By Cecily Burt
Tracie Saunders and Lori Ireland took the top honors Wednesday at the 92nd annual Reno Rodeo’s women’s team roping competition.
The team has finished in the money the past three years, but this year their overall time of 42.56 seconds helped launch them to the championship circle for the first time. They will share a generous purse of $30,000.
Tammy White and Tammy Lewis took second with 46.49 seconds and will share a $15,000 prize; Tibba Smith and Lari Dee Guy finished third at 55.18 seconds for a $6,000 prize.
But in Reno, “The Biggest Little City in the World,” there’s always a chance to win even if it’s not the grand prize.
Wendy Bekkedahl sat high in the stands watching the competition Wednesday afternoon. She and her teammate, Jenny Gilbert,
got pushed to the third steer (based on the number of successful roping tries) because they failed to rope one of their steers and didn’t advance to the final round. But they still won a little money – $3,250 – when they placed second in the third steer round. The team of Amy Williams and Kera Washburn placed first, taking home $3,500.
That’s one of the reasons Reno is so popular, said Bekkedahl, you can miss and not go to the finals and still win.
“We all roped three,” she said. “Normally when you miss, you’re out.”
Team roping is especially challenging because there are so many variables involved: two people on horseback, one trying to rope the head or horns, the other trying to rope the feet of a running steer that doesn’t want to be roped.
“It’s twelve hundred bucks to enter,” Bekkedahl said, so competitors have to be pretty serious to come down here.
Competitive roping is a way of life of way of life for her.

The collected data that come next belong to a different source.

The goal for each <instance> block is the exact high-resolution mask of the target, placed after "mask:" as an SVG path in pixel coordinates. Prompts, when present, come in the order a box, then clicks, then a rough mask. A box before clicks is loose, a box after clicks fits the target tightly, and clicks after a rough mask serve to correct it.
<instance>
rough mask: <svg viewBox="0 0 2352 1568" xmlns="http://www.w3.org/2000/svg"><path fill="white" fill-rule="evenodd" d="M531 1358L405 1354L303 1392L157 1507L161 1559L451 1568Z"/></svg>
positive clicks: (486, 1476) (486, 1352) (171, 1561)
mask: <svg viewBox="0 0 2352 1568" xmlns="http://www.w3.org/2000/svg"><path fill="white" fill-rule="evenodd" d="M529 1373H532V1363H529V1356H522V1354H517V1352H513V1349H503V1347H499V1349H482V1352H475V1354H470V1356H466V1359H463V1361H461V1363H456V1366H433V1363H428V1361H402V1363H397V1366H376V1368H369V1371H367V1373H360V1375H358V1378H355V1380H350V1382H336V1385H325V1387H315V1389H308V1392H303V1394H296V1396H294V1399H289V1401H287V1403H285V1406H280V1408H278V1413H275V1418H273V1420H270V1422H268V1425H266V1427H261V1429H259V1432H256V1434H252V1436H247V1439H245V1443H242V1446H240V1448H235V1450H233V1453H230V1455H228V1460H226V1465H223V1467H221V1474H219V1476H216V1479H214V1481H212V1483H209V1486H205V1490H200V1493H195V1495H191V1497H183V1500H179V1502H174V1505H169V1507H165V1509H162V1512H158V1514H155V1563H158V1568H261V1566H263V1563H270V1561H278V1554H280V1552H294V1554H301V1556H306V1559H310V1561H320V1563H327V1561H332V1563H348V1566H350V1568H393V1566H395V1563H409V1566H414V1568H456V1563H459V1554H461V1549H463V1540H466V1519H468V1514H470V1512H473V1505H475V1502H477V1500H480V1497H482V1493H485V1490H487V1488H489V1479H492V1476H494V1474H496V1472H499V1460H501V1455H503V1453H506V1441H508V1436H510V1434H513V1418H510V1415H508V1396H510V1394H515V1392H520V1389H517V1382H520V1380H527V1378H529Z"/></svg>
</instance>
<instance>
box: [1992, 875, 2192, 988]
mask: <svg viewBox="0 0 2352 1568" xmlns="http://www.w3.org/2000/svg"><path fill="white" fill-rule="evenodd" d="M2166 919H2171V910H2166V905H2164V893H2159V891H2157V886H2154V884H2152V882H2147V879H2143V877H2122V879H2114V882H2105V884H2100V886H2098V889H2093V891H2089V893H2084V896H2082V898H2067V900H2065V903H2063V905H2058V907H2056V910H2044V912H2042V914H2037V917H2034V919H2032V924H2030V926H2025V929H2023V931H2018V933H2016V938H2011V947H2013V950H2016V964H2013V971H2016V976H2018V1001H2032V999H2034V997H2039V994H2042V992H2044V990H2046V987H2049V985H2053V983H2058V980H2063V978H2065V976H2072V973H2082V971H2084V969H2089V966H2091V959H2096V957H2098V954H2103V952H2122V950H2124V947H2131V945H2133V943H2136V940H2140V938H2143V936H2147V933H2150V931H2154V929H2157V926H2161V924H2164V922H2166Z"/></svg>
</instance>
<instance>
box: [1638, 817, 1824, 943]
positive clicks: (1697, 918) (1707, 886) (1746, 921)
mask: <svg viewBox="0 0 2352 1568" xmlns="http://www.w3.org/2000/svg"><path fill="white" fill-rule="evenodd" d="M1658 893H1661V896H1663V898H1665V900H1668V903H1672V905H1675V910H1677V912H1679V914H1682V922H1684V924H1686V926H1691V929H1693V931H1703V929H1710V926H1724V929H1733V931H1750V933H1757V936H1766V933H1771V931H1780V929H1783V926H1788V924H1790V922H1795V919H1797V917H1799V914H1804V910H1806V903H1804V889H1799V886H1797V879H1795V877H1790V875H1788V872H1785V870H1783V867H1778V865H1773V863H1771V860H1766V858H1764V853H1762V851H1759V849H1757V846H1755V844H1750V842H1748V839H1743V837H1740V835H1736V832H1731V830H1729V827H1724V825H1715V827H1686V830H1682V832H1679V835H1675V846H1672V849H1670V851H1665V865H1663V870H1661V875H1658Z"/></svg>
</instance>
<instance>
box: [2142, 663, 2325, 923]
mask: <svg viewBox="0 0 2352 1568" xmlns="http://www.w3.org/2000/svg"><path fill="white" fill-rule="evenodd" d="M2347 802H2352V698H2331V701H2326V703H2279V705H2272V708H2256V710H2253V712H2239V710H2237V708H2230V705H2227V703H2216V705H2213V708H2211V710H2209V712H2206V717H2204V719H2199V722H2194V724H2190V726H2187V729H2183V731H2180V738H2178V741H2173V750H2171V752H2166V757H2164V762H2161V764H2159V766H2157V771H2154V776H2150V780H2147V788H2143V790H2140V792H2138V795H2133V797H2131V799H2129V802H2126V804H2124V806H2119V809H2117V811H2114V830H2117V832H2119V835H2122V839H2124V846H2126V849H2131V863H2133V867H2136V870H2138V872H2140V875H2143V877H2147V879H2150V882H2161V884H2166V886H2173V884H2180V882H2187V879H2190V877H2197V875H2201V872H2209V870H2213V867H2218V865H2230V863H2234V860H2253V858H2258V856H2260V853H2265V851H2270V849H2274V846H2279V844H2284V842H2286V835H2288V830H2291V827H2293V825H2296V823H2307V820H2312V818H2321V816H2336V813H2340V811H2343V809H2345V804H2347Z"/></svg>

“I’ve been roping competitively since I was eight years old and I’m 36 now,” she said, adding that over the years she’s competed in at least 2,000 events, but usually stays within a couple hundred miles from home. This is her first time competing in Reno.
It may have been rough inside the Reno Livestock Events Center, but the competitors in the PRCA and WPRA slack events held in the outside arena had to contend with 94-degree heat and blazing sunshine.
The finalists in the double header roping events will advance to the finals tonight. Those events continue Thursday in the outdoor arena, while the Mercuria/NcHA/PCCHA/NRC and CHA approved cutting event kicks off at 7 a.m. inside.
Wednesday’s action saw a scary spill when the horse ridden by Tara Twisselman, sister of the men’s BFI team roping champion Caleb Twisselman, fell during the third steer round Wednesday afternoon.
There were several anxious moment as Tara Twisselman and her team roping partner and mother Cathie Twisselman hovered over the horse that lay on the ground. Finally, to hearty audience applause, Tara’s horse got up and was able to walk out of the arena.
“It’s a family sport. It doesn’t matter how old or how young,” said Cathie Twisselman.
–Reporters Michael Thompson, Rahel Solomon and Debbie Douglass contributed to this report.